Biologically-inspired algorithms for continuous onboard learning
The recent advancements in artificial intelligence (AI) have kindled the debate about the types of algorithms that might describe learning in the brain. A variety of algorithms have been proposed in the recent years, with - arguably - two types being at the forefront: error-driven learning rules that attempt to demonstrate how gradient-based learning (similar to the error backpropagation algorithm in AI) could be realised in the brain [1-4], and Hebbian-based methods that optimise synapic strengths without a signal representing the gradient of a performance-dependent cost function (i.e., error) [5-7]. Both approaches share the ambition of deriving algorithms that obey the constraints found in biology, such as locality constraints (neurons and synapses are only able to access information locally connected to them), the capability of working in real-time, and compatibility with spiking neural networks, while achieving state-of-the-art performance on machine learning benchmark tasks.
Due to these properties, such learning rules are especially interesting for neuromorphic devices and have the potential to enable fully decentralised and continuously learning neural networks in highly energy-efficient hardware substrates. This is of particular interest for onboard applications requiring not only cheap (in terms of energy) inference, but continouos retraining of neural networks. Hence, neuromorphic devices equipped with such decentralised learning algorithms inspired from biology might enable a future generation of autonomous spacecraft capable of (re-)learning on-the-fly.
Project overview
So far, these kinds of novel and local learning algorithms have never been considered for application on board a spacecraft. This study aims at closing this gap by transferring these methods to space-relevant applications and demonstrating their suitability and potential benefits for enabling continuous and power-efficient onboard learning.
References:
[1] Richards, Blake A., et al. "A deep learning framework for neuroscience." Nature neuroscience 22.11 (2019): 1761-1770.

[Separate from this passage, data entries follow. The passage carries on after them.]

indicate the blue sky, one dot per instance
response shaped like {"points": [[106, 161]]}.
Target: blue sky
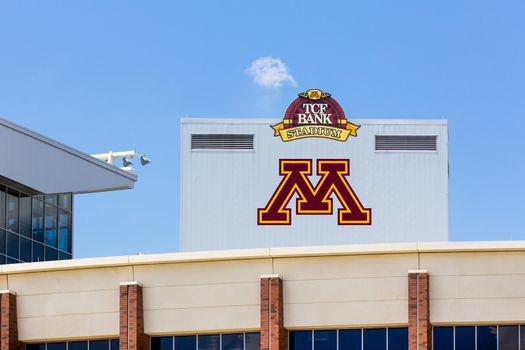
{"points": [[114, 75]]}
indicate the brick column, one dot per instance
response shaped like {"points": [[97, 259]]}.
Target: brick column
{"points": [[273, 334], [132, 336], [419, 328], [8, 322]]}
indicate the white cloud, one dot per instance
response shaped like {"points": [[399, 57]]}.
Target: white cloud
{"points": [[270, 72]]}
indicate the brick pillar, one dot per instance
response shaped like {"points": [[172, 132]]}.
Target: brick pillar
{"points": [[8, 322], [419, 328], [273, 334], [132, 336]]}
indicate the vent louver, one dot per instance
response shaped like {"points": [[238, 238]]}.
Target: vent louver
{"points": [[222, 142], [406, 143]]}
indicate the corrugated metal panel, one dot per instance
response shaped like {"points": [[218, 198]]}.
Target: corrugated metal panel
{"points": [[222, 141], [406, 143]]}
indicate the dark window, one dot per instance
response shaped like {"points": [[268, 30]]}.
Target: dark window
{"points": [[64, 231], [98, 345], [51, 254], [253, 341], [374, 339], [12, 245], [56, 346], [64, 201], [52, 199], [350, 339], [38, 252], [233, 341], [186, 342], [300, 340], [38, 220], [325, 340], [9, 260], [77, 345], [2, 206], [50, 224], [209, 342], [12, 211], [162, 343], [487, 338], [508, 338], [25, 215], [41, 346], [465, 338], [397, 338], [2, 241], [64, 256], [25, 249]]}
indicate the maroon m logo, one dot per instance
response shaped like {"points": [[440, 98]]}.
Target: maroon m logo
{"points": [[314, 200]]}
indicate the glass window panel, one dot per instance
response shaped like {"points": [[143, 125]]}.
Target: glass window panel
{"points": [[51, 254], [2, 241], [64, 201], [25, 249], [9, 260], [12, 211], [508, 338], [50, 224], [2, 206], [487, 338], [162, 343], [64, 231], [465, 338], [350, 339], [98, 345], [186, 342], [38, 220], [56, 346], [325, 340], [38, 251], [253, 341], [233, 341], [209, 342], [397, 338], [374, 339], [52, 199], [77, 345], [25, 215], [64, 256], [13, 241], [300, 340], [40, 346]]}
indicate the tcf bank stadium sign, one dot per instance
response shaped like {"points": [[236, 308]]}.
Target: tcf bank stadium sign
{"points": [[314, 114]]}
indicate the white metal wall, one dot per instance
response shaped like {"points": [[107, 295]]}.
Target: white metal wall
{"points": [[221, 190]]}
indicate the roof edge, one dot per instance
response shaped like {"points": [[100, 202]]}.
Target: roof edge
{"points": [[65, 148], [266, 253]]}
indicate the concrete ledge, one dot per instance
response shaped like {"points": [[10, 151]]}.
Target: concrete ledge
{"points": [[266, 253]]}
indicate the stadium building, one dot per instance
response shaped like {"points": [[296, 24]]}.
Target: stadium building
{"points": [[318, 233]]}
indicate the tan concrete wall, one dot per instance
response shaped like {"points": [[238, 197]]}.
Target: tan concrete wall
{"points": [[80, 299], [345, 290], [476, 287], [68, 304], [201, 296]]}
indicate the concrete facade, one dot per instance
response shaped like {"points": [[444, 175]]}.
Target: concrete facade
{"points": [[322, 287]]}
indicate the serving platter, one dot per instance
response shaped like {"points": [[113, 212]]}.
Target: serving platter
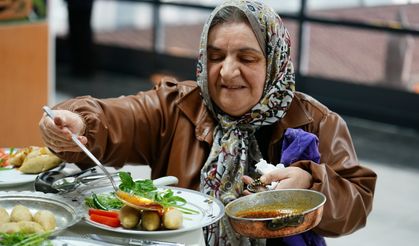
{"points": [[210, 210], [13, 177], [79, 241], [66, 212]]}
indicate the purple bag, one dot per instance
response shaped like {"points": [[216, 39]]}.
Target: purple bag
{"points": [[297, 145]]}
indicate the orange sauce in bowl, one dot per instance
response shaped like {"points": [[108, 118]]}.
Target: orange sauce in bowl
{"points": [[261, 213]]}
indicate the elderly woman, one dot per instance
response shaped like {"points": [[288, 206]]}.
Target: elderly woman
{"points": [[211, 133]]}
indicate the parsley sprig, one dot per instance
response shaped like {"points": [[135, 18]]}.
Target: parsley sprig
{"points": [[22, 239], [146, 189]]}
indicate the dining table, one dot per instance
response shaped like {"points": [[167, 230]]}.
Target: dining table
{"points": [[82, 229]]}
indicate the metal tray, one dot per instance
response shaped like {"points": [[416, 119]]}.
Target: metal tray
{"points": [[67, 212]]}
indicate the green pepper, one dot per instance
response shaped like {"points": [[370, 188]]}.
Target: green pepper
{"points": [[98, 204]]}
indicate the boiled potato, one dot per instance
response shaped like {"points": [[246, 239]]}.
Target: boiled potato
{"points": [[32, 151], [172, 218], [11, 227], [20, 213], [39, 163], [17, 159], [4, 216], [46, 219], [150, 220], [29, 227], [129, 217]]}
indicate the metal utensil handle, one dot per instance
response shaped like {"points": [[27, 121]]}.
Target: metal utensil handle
{"points": [[50, 114], [153, 242]]}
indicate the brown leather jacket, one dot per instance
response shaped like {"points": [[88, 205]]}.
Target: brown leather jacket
{"points": [[170, 129]]}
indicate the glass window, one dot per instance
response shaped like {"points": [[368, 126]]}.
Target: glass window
{"points": [[363, 56]]}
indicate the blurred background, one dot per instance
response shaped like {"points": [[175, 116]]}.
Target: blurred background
{"points": [[359, 57]]}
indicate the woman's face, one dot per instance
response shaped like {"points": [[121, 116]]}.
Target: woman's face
{"points": [[236, 68]]}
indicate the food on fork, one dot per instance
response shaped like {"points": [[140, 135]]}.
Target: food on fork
{"points": [[34, 159]]}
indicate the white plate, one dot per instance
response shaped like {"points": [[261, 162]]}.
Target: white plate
{"points": [[76, 241], [14, 177], [66, 212], [210, 211]]}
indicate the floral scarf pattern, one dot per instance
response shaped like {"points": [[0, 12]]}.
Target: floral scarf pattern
{"points": [[235, 147]]}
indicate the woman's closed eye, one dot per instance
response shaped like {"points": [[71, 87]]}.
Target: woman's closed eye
{"points": [[248, 59], [215, 57]]}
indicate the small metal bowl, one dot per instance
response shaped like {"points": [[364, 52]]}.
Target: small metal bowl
{"points": [[66, 212], [276, 213]]}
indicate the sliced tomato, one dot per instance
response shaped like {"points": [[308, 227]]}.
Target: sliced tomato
{"points": [[105, 220], [112, 214]]}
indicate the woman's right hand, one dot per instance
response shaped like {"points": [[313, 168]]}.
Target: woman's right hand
{"points": [[56, 133]]}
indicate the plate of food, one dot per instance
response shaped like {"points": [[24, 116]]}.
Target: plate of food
{"points": [[36, 212], [181, 209], [22, 166]]}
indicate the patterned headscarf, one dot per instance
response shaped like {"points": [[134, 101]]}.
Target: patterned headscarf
{"points": [[235, 147]]}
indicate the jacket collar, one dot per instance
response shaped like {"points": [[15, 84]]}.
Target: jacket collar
{"points": [[296, 116], [191, 104]]}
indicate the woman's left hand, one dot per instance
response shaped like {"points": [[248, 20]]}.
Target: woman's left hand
{"points": [[288, 178]]}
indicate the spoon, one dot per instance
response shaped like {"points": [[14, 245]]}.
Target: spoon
{"points": [[50, 114], [129, 199], [68, 184], [256, 186]]}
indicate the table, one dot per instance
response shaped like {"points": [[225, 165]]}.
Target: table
{"points": [[194, 237]]}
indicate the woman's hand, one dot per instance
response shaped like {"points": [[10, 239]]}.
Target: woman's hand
{"points": [[57, 133], [288, 178]]}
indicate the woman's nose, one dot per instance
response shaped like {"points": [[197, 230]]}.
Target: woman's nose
{"points": [[229, 69]]}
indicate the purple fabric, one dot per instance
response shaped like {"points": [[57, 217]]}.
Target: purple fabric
{"points": [[301, 145], [298, 145]]}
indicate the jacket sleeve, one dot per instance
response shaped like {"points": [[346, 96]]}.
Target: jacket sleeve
{"points": [[124, 129], [348, 186]]}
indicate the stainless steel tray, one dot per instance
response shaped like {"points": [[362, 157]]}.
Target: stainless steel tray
{"points": [[67, 212]]}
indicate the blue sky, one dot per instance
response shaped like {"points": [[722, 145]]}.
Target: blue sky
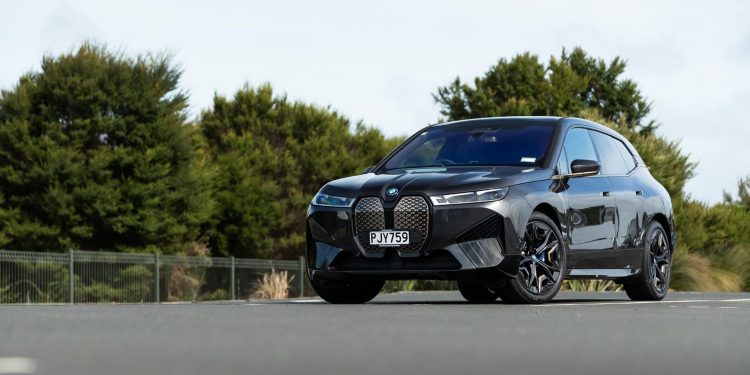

[2] Whittington, James CR, and Rafal Bogacz. "Theories of error back-propagation in the brain." Trends in cognitive sciences 23.3 (2019): 235-250.
[3] Sacramento, João, et al. "Dendritic cortical microcircuits approximate the backpropagation algorithm." Advances in neural information processing systems 31 (2018).
[4] Payeur, Alexandre, et al. "Burst-dependent synaptic plasticity can coordinate learning in hierarchical circuits." Nature neuroscience 24.7 (2021): 1010-1019.
[5] Illing, Bernd, Wulfram Gerstner, and Johanni Brea. "Biologically plausible deep learning—but how far can we go with shallow networks?." Neural Networks 118 (2019): 90-101.
[6] Illing, Bernd, et al. "Local plasticity rules can learn deep representations using self-supervised contrastive predictions." Advances in Neural Information Processing Systems 34 (2021): 30365-30379.
[7] Krotov, Dmitry, and John J. Hopfield. "Unsupervised learning by competing hidden units." Proceedings of the National Academy of Sciences 116.16 (2019): 7723-7731.